Мурашки
Виктория
Воскресенье всегда отведено для церкви и позднего завтрака (слова моей мамы) с семьей. Около десяти утра каждое воскресенье Кира находит какой-нибудь хитрый предлог, чтобы сказать моим родителям, что ей не нужно идти с нами в церковь. Она утверждает, что ее пугает, когда наш пастор говорит о грехе и о том, как просить прощения.
— Клянусь, он смотрит прямо на меня, когда говорит о грехе. — Кира делает вид, что ее пробирает озноб, как будто мысль о том, что пастор Майкл смотрит на нее, пугает ее. — Как будто он все видит и все знает. У меня мурашки по коже. — Она снова вздрагивает.

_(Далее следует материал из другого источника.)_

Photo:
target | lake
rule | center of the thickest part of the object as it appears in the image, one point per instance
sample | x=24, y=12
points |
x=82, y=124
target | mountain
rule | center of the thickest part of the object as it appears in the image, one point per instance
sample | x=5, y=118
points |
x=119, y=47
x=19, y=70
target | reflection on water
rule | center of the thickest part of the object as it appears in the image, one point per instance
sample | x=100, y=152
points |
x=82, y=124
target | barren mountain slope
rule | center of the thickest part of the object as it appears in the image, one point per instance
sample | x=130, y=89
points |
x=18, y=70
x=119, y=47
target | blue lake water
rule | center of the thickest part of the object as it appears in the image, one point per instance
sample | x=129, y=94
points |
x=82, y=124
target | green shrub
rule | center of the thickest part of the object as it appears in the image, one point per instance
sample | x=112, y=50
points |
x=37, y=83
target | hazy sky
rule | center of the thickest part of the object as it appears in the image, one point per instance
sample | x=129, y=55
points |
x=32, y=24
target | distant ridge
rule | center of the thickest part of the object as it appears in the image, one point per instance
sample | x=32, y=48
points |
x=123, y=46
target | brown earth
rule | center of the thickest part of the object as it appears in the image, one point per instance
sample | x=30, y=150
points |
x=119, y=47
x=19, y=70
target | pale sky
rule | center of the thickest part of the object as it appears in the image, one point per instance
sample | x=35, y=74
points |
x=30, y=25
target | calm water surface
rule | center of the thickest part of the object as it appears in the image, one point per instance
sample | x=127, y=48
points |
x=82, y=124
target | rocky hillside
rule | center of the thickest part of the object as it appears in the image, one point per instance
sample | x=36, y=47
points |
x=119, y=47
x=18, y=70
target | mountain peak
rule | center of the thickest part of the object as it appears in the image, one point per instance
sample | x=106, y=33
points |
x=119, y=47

— Ты так полна дерьма, — говорю я ей, просовывая руки в рукава рубашки и натягивая ее через голову. — Это твоя совесть вызывает у тебя мурашки. Тебе нужно быть в церкви. Ты могла бы чему-то научиться.
— Не надо проповедовать — фыркает она. — То, что церковь — это твое дело, не значит, что это мое. Мне нравится моя жизнь такой, какая она есть. Кроме того, я не смогу прожить ни дня, не согрешив, так зачем беспокоиться?
Стоя перед длинным зеркалом на задней стенке шкафа, я расчесываю пальцами распущенные локоны на кончиках волос и наношу немного блеска на губы.
— Все грешат, Кира. Никто не ожидает, что ты будешь идеальной. — Я наблюдаю за ее реакцией в зеркале. В ее выражении лица заметно безразличие. И добавляю: — Дело не в этом. Речь идет о доверии…
— Оставь это. — Она закатывает глаза и усмехается, как будто она умна. — Кроме того, еще слишком рано. Моя подушка зовет меня. Девушке нужно выспаться. — Она забирает ключи из комода и закрывает глаза, чтобы посмотреть на подъездную дорожку. — Интересно, завез ли этот придурок мою машину сегодня утром, как я его просила? — Она отворачивается от окна.
— Твой парень такой хороший слушатель. Если бы я только могла так легко обучать всех парней, — восклицает она, выходя за дверь.
Оглянувшись, я вижу машину Киры, припаркованную на подъездной дорожке. Я опускаюсь на край кровати. Мой парень крутится вокруг мизинца Киры. Я выдыхаю долгий вздох. Что я собираюсь с этим делать?